Shelley, Frankenstein

« Désormais les hommes m’apparaissent comme des monstres assoiffés chacun du sang de l’autre. » SHELLEY

À l’inverse de ce monstre-mal, de ce monstre-laideur, apparaît au XIXe siècle une autre figure, valorisée, du monstre, à l’image du beau Satan du Paradis perdu de Milton. Tenu à l’écart, rejeté par l’humanité qu’il contrarie, qu’il soit sorcière ou freak, le monstre va aussi incarner le marginal, devenir le symbole romantique de l’exclu. Le monstre-miroir montre à son tour les hommes, ses oppresseurs qui, en construisant leur cohésion par le rejet, perdent précisément ce qui devrait faire leur humanité, à savoir la tolérance et la charité. La créature de Frankenstein, ou Gwynplaine, héros défiguré de L’Homme qui rit, les « phénomènes de foire » révoltés du film de Tod Browning déclarent l’humanité monstrueuse. Et l’on retourne ainsi au sens premier du mot « monstre », le prodige. Ce renversement, que rappelle le rire paradoxal du héros hugolien, consiste à faire du monstre une victime, victime des hommes et de leurs préjugés, mais aussi victime de son physique, qui n’est plus la surface d’une intériorité mauvaise, mais une malédiction ou un hasard. En réalité, le monstre est bon, mais personne ne veut le croire, car personne ne peut le voir. Au fond, c’est Frankenstein qui est le monstre intérieur, monstre d’orgueil, d’égoïsme, de vanité, et sa créature qui est touchante. Au bout de cette révolution, le laid, le monstrueux devient le beau, le bon.

Le monstre monde: Une image des possibles de la littérature

Radcliffe, Les mystères d'Udolphe

« Que tu viennes du ciel ou de l’enfer, qu’importe,/ Ô Beauté ! Monstre énorme, effrayant, ingénu ! » (Baudelaire)

Au fond, le monstre conduit toujours à une réflexion paradoxale sur les limites. En effet, le goût du XVIIIe et du XIXe pour les monstres qui donna naissance au « romantisme noir » ou roman « gothique » ou « frénétique », porté par les Anglais Lewis et Radcliffe, en France à leur suite par les contes de Villiers de L’Isle-Adam ou Nodier et Mérimée, est une façon de provoquer les lecteurs et d’inverser l’ordre établi, de montrer que sous le cours rationnel du monde survit le chaos, et que de l’horreur naît le plaisir, peut-être le plus grand des plaisirs.
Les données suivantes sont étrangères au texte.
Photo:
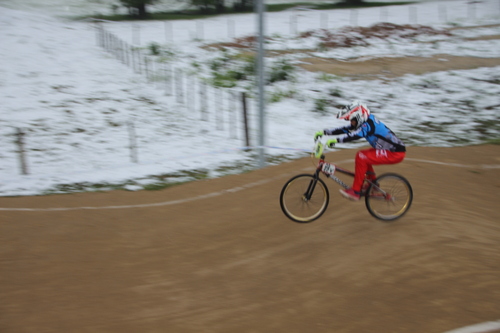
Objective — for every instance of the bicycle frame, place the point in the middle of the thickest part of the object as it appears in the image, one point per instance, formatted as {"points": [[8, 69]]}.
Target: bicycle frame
{"points": [[323, 164]]}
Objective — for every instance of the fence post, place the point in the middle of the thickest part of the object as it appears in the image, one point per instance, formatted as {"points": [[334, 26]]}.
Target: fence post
{"points": [[245, 118], [324, 21], [203, 101], [354, 17], [133, 142], [219, 118], [232, 114], [413, 14], [230, 28], [22, 157], [179, 86]]}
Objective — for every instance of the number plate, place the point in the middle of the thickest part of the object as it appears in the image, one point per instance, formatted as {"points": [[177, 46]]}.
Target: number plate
{"points": [[329, 169]]}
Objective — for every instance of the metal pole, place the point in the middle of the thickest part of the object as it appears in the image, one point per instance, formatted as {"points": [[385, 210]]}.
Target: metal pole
{"points": [[260, 78]]}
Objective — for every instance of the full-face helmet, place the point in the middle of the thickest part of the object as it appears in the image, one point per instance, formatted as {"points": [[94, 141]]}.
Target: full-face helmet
{"points": [[356, 110]]}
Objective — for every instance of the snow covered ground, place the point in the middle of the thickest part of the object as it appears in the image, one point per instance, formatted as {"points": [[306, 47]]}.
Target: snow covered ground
{"points": [[75, 102]]}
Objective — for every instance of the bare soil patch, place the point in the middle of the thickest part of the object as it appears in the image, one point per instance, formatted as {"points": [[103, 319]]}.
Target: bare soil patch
{"points": [[381, 67], [234, 263], [395, 66]]}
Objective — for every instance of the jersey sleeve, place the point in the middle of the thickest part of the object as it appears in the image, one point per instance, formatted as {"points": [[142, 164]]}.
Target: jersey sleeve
{"points": [[337, 130], [360, 133]]}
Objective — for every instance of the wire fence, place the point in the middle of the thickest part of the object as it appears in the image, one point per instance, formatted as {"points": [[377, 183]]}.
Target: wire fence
{"points": [[226, 110]]}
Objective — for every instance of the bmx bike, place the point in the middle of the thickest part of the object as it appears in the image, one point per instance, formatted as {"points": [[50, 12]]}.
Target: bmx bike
{"points": [[305, 197]]}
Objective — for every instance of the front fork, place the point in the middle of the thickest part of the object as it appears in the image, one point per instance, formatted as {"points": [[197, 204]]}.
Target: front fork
{"points": [[312, 185]]}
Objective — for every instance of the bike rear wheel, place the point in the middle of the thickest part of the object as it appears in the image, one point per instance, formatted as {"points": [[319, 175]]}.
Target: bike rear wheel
{"points": [[304, 198], [389, 197]]}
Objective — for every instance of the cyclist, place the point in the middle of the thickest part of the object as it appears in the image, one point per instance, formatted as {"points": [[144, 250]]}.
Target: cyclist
{"points": [[387, 148]]}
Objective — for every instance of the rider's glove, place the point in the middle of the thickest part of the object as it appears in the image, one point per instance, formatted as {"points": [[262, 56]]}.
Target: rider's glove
{"points": [[331, 143], [318, 134]]}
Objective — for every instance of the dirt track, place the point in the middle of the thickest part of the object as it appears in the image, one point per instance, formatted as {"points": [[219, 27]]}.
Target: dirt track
{"points": [[391, 67], [233, 262]]}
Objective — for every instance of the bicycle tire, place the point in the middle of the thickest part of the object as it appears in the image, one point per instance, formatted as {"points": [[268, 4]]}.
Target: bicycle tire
{"points": [[294, 204], [390, 198]]}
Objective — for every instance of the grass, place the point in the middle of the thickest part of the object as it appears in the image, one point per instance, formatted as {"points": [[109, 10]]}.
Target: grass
{"points": [[194, 14]]}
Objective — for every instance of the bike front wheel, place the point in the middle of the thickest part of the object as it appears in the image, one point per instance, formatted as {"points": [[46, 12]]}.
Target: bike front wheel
{"points": [[304, 198], [389, 197]]}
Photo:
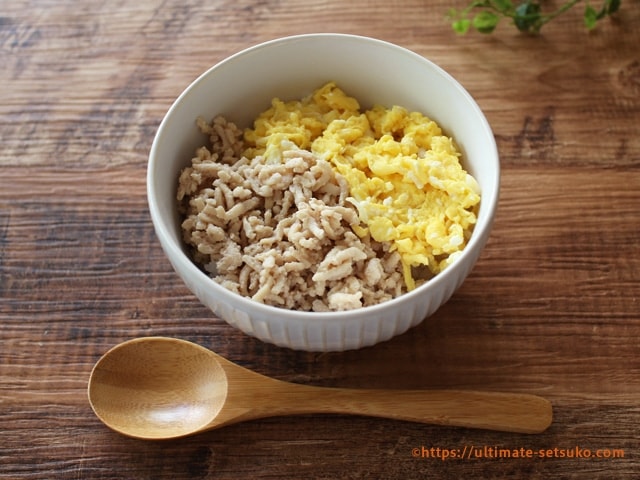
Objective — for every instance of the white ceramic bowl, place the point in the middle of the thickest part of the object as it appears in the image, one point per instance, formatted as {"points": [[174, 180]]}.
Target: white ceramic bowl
{"points": [[372, 71]]}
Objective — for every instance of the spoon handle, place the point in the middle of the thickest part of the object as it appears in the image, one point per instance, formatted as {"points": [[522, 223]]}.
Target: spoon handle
{"points": [[508, 412]]}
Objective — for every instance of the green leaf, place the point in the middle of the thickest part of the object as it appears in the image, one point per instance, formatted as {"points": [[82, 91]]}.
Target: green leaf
{"points": [[590, 17], [504, 6], [485, 22], [461, 26], [528, 17]]}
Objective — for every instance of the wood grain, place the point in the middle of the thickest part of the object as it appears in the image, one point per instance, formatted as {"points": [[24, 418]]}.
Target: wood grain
{"points": [[552, 307]]}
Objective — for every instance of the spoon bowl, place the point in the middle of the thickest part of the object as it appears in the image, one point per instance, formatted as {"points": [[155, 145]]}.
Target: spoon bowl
{"points": [[161, 388]]}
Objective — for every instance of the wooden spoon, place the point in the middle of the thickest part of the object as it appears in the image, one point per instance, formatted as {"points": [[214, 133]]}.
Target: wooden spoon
{"points": [[160, 388]]}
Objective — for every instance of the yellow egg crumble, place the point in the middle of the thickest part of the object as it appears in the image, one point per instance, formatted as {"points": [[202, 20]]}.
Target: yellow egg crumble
{"points": [[404, 174]]}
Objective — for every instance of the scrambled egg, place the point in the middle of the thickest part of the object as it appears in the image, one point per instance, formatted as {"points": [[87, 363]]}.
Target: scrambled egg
{"points": [[404, 174]]}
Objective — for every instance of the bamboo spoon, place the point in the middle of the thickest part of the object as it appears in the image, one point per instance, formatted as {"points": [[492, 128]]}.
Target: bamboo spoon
{"points": [[161, 388]]}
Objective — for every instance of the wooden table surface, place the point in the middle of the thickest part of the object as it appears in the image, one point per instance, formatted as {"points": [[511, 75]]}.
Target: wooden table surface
{"points": [[552, 307]]}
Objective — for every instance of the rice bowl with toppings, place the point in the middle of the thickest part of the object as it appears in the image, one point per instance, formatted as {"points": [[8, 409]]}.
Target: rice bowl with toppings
{"points": [[240, 88], [323, 207]]}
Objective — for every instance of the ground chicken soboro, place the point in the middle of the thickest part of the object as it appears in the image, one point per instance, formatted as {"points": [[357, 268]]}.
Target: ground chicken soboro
{"points": [[324, 207], [281, 232]]}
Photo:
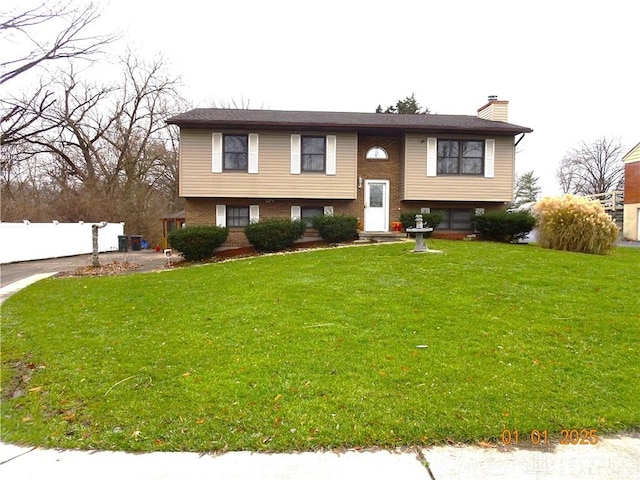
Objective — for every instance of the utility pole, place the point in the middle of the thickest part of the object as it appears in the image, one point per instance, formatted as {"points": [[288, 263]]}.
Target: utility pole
{"points": [[94, 232]]}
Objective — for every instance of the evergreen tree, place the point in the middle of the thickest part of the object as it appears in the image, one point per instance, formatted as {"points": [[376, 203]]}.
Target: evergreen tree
{"points": [[527, 189]]}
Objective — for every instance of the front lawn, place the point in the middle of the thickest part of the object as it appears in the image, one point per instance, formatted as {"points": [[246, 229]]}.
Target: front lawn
{"points": [[349, 347]]}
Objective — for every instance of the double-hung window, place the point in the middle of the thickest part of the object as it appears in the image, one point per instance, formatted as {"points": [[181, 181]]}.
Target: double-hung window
{"points": [[236, 152], [307, 214], [455, 219], [237, 216], [313, 150], [460, 157]]}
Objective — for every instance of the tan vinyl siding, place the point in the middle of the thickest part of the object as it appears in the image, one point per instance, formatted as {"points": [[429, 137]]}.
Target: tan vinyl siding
{"points": [[274, 178], [633, 155], [417, 186]]}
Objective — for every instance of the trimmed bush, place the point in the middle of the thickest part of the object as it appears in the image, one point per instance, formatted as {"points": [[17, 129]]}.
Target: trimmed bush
{"points": [[576, 224], [197, 243], [432, 219], [503, 226], [336, 228], [274, 234]]}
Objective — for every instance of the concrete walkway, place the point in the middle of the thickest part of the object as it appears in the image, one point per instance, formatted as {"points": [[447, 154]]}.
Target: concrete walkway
{"points": [[613, 457]]}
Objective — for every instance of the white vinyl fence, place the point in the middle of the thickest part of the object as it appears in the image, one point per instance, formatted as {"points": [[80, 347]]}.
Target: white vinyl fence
{"points": [[35, 241]]}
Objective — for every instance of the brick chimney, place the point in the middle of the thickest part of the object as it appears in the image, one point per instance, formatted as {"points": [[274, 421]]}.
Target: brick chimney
{"points": [[495, 109]]}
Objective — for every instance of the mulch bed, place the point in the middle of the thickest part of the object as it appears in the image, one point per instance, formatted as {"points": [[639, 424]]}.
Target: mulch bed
{"points": [[119, 268]]}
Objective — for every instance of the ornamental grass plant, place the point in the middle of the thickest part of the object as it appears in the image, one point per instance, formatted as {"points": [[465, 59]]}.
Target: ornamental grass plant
{"points": [[575, 224]]}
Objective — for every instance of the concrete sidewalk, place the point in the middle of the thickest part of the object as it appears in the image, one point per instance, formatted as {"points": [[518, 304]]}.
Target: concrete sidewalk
{"points": [[612, 458]]}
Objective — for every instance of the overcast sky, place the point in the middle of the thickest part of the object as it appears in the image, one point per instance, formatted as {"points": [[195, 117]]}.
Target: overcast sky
{"points": [[567, 68]]}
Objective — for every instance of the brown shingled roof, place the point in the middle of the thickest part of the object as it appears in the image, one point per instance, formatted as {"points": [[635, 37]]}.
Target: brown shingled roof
{"points": [[340, 121]]}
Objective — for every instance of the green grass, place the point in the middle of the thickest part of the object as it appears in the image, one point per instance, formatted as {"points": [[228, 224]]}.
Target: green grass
{"points": [[319, 350]]}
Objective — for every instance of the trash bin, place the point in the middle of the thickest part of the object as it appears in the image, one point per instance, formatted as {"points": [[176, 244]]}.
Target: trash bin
{"points": [[136, 243], [123, 243]]}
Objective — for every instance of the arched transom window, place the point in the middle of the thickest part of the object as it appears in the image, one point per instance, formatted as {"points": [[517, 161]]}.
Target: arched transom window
{"points": [[377, 153]]}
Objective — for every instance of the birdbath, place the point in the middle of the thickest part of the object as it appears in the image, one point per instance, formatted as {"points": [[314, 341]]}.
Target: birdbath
{"points": [[420, 230]]}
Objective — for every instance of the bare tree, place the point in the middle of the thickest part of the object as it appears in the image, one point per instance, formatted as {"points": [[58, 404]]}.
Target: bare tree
{"points": [[106, 151], [20, 35], [72, 40], [592, 168]]}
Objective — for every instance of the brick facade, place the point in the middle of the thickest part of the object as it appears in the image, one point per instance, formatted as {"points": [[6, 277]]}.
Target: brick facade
{"points": [[202, 211], [632, 182]]}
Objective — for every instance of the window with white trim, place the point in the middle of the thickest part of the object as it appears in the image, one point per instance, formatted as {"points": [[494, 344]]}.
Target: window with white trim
{"points": [[460, 157], [308, 213], [237, 216], [455, 219], [313, 154], [376, 153], [235, 152]]}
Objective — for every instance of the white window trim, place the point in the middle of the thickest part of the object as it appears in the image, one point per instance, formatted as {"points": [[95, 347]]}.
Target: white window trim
{"points": [[489, 157], [295, 154], [253, 153], [432, 156], [254, 213], [216, 152], [331, 165]]}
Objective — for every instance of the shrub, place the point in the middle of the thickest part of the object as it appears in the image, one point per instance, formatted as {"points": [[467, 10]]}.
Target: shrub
{"points": [[274, 234], [503, 226], [336, 228], [432, 220], [576, 224], [197, 243]]}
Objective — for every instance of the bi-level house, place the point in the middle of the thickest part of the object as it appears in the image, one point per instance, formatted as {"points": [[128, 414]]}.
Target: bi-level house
{"points": [[239, 166]]}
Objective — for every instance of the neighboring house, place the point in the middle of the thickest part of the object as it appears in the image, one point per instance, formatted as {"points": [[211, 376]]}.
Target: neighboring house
{"points": [[239, 166], [631, 229]]}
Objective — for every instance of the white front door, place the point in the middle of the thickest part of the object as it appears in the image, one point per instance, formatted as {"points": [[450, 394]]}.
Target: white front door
{"points": [[376, 205]]}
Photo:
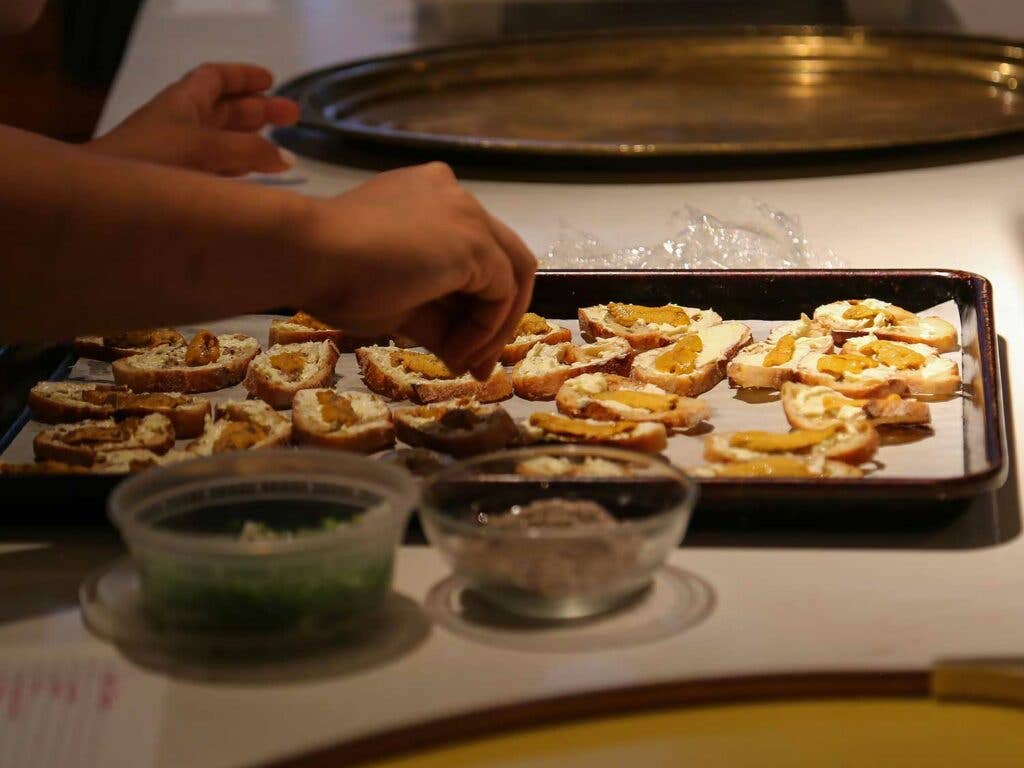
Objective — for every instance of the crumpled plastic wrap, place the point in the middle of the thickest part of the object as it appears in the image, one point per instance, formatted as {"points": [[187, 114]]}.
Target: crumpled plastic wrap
{"points": [[752, 237]]}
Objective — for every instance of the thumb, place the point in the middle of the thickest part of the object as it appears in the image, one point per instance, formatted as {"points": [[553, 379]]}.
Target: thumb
{"points": [[236, 154]]}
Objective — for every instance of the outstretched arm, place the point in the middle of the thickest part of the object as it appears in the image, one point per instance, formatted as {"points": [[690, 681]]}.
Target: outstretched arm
{"points": [[98, 244]]}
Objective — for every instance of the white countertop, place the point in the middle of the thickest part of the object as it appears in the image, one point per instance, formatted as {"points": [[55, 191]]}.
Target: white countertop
{"points": [[775, 609]]}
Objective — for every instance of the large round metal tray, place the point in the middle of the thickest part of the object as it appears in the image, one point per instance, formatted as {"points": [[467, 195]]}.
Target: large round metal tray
{"points": [[681, 92]]}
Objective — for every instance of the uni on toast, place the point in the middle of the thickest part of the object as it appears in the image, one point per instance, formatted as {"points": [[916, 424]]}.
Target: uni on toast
{"points": [[275, 376], [643, 327], [208, 363], [348, 421], [421, 377], [460, 427], [695, 363], [547, 367], [613, 397]]}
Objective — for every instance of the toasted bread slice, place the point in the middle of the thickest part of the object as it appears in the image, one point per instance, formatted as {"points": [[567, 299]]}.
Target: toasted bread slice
{"points": [[82, 441], [460, 427], [547, 367], [643, 327], [110, 348], [421, 377], [695, 363], [779, 466], [647, 436], [852, 442], [817, 408], [239, 425], [62, 401], [275, 376], [805, 328], [348, 421], [769, 365], [854, 317], [208, 363], [532, 329], [850, 375], [916, 365], [611, 397], [302, 327]]}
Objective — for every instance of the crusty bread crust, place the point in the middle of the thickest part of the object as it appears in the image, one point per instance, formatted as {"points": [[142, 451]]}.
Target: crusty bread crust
{"points": [[915, 381], [686, 414], [60, 402], [257, 412], [492, 429], [276, 390], [880, 412], [96, 348], [648, 437], [381, 377], [153, 432], [181, 378], [593, 327], [366, 436], [857, 445], [517, 348], [700, 380], [545, 385]]}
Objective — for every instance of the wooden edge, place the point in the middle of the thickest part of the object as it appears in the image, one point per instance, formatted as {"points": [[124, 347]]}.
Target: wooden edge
{"points": [[455, 729]]}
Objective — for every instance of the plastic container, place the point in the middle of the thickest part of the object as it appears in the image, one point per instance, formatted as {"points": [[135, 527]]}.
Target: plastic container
{"points": [[265, 544], [557, 532]]}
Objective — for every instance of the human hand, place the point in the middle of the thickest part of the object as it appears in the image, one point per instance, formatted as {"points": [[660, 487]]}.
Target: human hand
{"points": [[209, 121], [412, 251]]}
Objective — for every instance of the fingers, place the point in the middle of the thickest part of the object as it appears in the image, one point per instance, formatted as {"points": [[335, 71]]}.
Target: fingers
{"points": [[235, 154], [212, 81], [252, 113], [486, 303], [523, 268]]}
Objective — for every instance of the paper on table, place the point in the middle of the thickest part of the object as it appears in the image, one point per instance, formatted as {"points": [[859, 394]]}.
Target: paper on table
{"points": [[77, 708], [938, 456]]}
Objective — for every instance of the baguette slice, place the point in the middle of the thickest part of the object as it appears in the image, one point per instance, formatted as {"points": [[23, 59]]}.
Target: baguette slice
{"points": [[62, 401], [238, 425], [110, 348], [611, 397], [819, 408], [849, 375], [779, 466], [547, 367], [83, 441], [850, 442], [532, 329], [421, 377], [695, 363], [460, 427], [648, 436], [182, 370], [918, 366], [348, 421], [276, 375], [854, 317], [302, 327], [769, 365], [643, 327]]}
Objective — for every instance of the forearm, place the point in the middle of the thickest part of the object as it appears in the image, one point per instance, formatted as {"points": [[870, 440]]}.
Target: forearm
{"points": [[92, 244]]}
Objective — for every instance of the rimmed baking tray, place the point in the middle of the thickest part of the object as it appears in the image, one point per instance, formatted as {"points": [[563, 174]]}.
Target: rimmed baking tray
{"points": [[771, 295], [719, 91]]}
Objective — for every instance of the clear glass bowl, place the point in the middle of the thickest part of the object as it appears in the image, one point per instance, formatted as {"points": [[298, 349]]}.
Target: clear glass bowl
{"points": [[520, 527], [280, 542]]}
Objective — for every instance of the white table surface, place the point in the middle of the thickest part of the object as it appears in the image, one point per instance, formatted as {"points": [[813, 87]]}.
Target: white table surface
{"points": [[777, 609]]}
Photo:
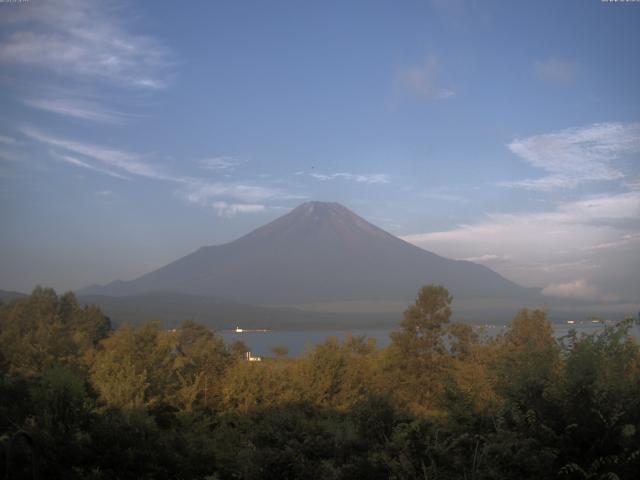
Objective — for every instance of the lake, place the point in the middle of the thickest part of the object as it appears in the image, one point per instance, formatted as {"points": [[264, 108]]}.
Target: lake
{"points": [[261, 343]]}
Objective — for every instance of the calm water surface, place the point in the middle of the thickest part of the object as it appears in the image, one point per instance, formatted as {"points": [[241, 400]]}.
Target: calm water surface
{"points": [[261, 343]]}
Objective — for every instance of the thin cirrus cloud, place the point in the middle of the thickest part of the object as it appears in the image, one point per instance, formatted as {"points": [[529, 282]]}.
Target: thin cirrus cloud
{"points": [[575, 156], [375, 178], [85, 39], [224, 209], [118, 159], [555, 70], [195, 191], [80, 109], [79, 163], [423, 80], [575, 240], [224, 162]]}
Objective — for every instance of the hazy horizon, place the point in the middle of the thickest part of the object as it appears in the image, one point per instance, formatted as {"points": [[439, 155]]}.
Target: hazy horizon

Le monstre est en ce sens transgression, remise en question de l’ordre social ou esthétique. Baudelaire fera du monstrueux une beauté à part entière du domaine poétique. Le monstre permet d’identifier les frontières, de les redessiner ou de les dépasser. Et ce qui est vrai pour les limites de la conscience l’est tout particulièrement pour celles de l’imaginaire.

Michaux, Plume / Lointain intérieur

« Et des foules de choses apparaîtront pour lesquelles il faudra trouver des noms nouveaux, l’œil de pierre, le grand bras tricorne, l’orteil-béquille, l’araignée-mâchoire. » (Sartre)

Le monstre a pour ultime vertu d’offrir un terrain d’explorations illimité. De Bosch à Bacon, de Flaubert à Lautréamont, les formes du monstre sont infinies, à l’image de ces « Animaux fantastiques » du Lointain intérieur de Michaux. Là, « L’âne se renverse et devient un buffle et devient un requin qui s’élance vers vous », on y voit « un petit animal mange serrure ». Certes le monstre soude la communauté des hommes en figurant le mal, et sait révéler les vices humains. Mais il est avant tout un objet artistique idéal, liberté au croisement de l’éthique et de l’imaginaire. La chimère, pure créature de l’imaginaire, ne pourrait-elle pas être la métaphore même de la littérature, et de sa capacité vivace de produire des fictions à volonté et de se construire au fil du temps comme un hybride d’autres textes ? Au monstre sans nom le rôle de celui qui inquiète et renouvelle notre capacité à formuler. Ce n’est plus alors le sommeil de la raison qui engendre des monstres, mais, à l’inverse, l’éveil du monstre qui stimule la raison.